5. Homopolymers Count
- Description: The count of homopolymer runs (repeats of the same nucleotide, e.g., AAAAA, UUUUU) longer than a specific length (default is 5).
- Calculation:
- The code scans for runs of A, U, G, or C that are 5 nucleotides or longer.
- Interpretation:
- High Count: Long homopolymer runs can cause "ribosomal slippage" or frameshifting during translation, leading to non-functional proteins.
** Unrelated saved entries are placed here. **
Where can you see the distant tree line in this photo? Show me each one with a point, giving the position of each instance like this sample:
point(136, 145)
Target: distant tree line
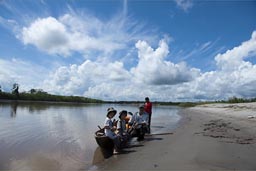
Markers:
point(40, 95)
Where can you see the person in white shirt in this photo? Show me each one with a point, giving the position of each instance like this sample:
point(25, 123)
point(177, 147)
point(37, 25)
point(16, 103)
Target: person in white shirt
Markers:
point(139, 123)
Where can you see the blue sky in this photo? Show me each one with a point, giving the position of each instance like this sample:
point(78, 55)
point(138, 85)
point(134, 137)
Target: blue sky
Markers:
point(180, 50)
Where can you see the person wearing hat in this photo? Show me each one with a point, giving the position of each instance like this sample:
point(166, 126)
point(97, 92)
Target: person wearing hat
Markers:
point(148, 109)
point(139, 122)
point(121, 124)
point(110, 129)
point(121, 128)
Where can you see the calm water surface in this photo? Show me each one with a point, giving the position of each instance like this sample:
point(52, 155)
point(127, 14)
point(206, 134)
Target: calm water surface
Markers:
point(41, 136)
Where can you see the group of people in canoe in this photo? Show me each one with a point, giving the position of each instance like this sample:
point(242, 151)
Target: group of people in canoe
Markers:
point(128, 125)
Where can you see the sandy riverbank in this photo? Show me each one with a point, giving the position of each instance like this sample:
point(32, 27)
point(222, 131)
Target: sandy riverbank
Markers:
point(210, 137)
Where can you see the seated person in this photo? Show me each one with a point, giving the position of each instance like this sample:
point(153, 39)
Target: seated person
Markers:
point(139, 123)
point(121, 127)
point(110, 129)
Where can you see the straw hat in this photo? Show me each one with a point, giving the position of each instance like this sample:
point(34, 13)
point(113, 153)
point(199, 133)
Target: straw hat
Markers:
point(123, 112)
point(111, 109)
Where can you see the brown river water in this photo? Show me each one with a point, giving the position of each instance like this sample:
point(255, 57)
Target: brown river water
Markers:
point(46, 136)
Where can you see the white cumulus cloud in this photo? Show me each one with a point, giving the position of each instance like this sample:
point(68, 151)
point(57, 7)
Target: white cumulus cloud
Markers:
point(154, 69)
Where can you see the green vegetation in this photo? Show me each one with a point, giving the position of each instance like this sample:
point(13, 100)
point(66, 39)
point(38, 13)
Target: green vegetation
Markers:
point(39, 95)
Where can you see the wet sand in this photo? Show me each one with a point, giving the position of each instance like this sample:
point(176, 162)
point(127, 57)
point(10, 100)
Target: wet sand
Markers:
point(210, 137)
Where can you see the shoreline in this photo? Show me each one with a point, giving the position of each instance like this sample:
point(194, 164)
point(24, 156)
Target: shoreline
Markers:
point(208, 137)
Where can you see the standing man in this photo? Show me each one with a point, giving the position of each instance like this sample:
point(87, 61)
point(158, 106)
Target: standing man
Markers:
point(148, 109)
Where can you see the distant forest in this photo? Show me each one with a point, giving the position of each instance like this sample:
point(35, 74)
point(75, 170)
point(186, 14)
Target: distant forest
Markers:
point(40, 95)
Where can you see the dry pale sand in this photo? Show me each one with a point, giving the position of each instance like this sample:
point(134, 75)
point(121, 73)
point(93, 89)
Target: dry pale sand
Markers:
point(210, 137)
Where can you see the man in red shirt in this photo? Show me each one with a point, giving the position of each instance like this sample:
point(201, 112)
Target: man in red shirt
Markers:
point(148, 109)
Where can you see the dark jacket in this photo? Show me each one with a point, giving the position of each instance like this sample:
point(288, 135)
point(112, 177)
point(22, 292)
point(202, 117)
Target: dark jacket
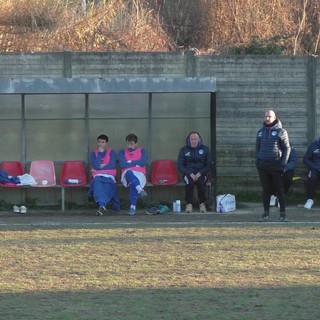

They may also create synthesis difficulties during mRNA manufacturing.
6. uORF (Upstream Open Reading Frames) Count
- Description: Detects the presence of small coding regions within the 5' Untranslated Region (5' UTR) before the main start codon.
- Calculation:
- Scans the 5' UTR for a Start Codon (AUG) followed by a Stop Codon (UAA, UAG, UGA) downstream.
- It counts a uORF if the distance between Start and Stop is at least 9 nucleotides.
- Interpretation:
- Present: Ribosomes may translate this small upstream region and fall off before reaching the main gene, significantly reducing expression of the target protein.
- Absent: The ribosome can proceed directly to the main start codon (preferred).
7. 4-Base G Homopolymers Count
- Description: Structural motifs formed by guanine-rich nucleic acid sequences in the 5' UTR.
- Calculation:
- The code searches for patterns of four or more consecutive Guanines (GGGG).
- Interpretation:
- Presence:4-Base G Homopolymers form very stable secondary structures that act as physical barriers to the ribosome, inhibiting translation initiation.
8. Toxic Motifs Count
- Description: Specific sequence patterns known to be detrimental to cell health, mRNA stability, or manufacturing.
- Calculation:
- Matches the sequence against a predefined list of toxic patterns (e.g., AAUAAA, UUUUUUU, GGAGGG).
- Interpretation:
- Result: A count of how many times these patterns appear.
- Implication: These motifs should be minimized as they can trigger immune responses, decrease stability, or resemble signal sequences (like poly-A signals) in the wrong place.
9. AU Rich Elements (AREs) Count
- Description: Destabilizing elements typically found in the 3' UTR (though scanned here in the whole sequence).
- Calculation:
- Counts occurrences of patterns like AUUUA and UUUA.
- Interpretation:
- High Count: AREs recruit degradation enzymes, leading to a shorter half-life for the mRNA (rapid decay). This is often undesirable if long-term protein expression is the goal.
10. Slippery Sites Count
- Description: Specific 7-nucleotide sequences prone to causing ribosomal frameshifting.
- Calculation:
- Scans the sequence for exact matches to a predefined list of slippery sites (e.g., UUUUUUA, AAAAAAC).
- Interpretation:
- Presence: Increases the risk that the ribosome "slips" by one base during translation, changing the reading frame and producing a garbled protein sequence downstream.
11. Unwanted Codon Pairs Count
- Description: Certain pairs of adjacent codons that interact poorly within the ribosome, slowing down translation or causing ribosome stalling.
- Calculation:
- The code analyzes the sequence in 6-nucleotide windows (codon pairs) and counts matches against a list of unwanted pairs (e.g., UAUCGC).
- Interpretation:
- High Count: Indicates a sequence that may translate inefficiently ("Codon Pair Bias"). Removing these pairs can improve translation elongation rates.
12. AUG Count in 5' UTR
- Description: The AUG count in the 5′ untranslated region (5′ UTR) refers to the number of AUG codons present upstream of the main start codon in an mRNA sequence.
- Calculation:
- This metric is calculated by scanning the 5′ UTR sequence and counting the occurrences of the AUG codon.
- Interpretation:
- A higher AUG count in the 5′ UTR may indicate the presence of upstream open reading frames (uORFs), which can reduce translation efficiency by diverting ribosomes from the main start codon. Multiple AUGs can also contribute to ribosome stalling or premature initiation events, potentially impacting protein expression levels.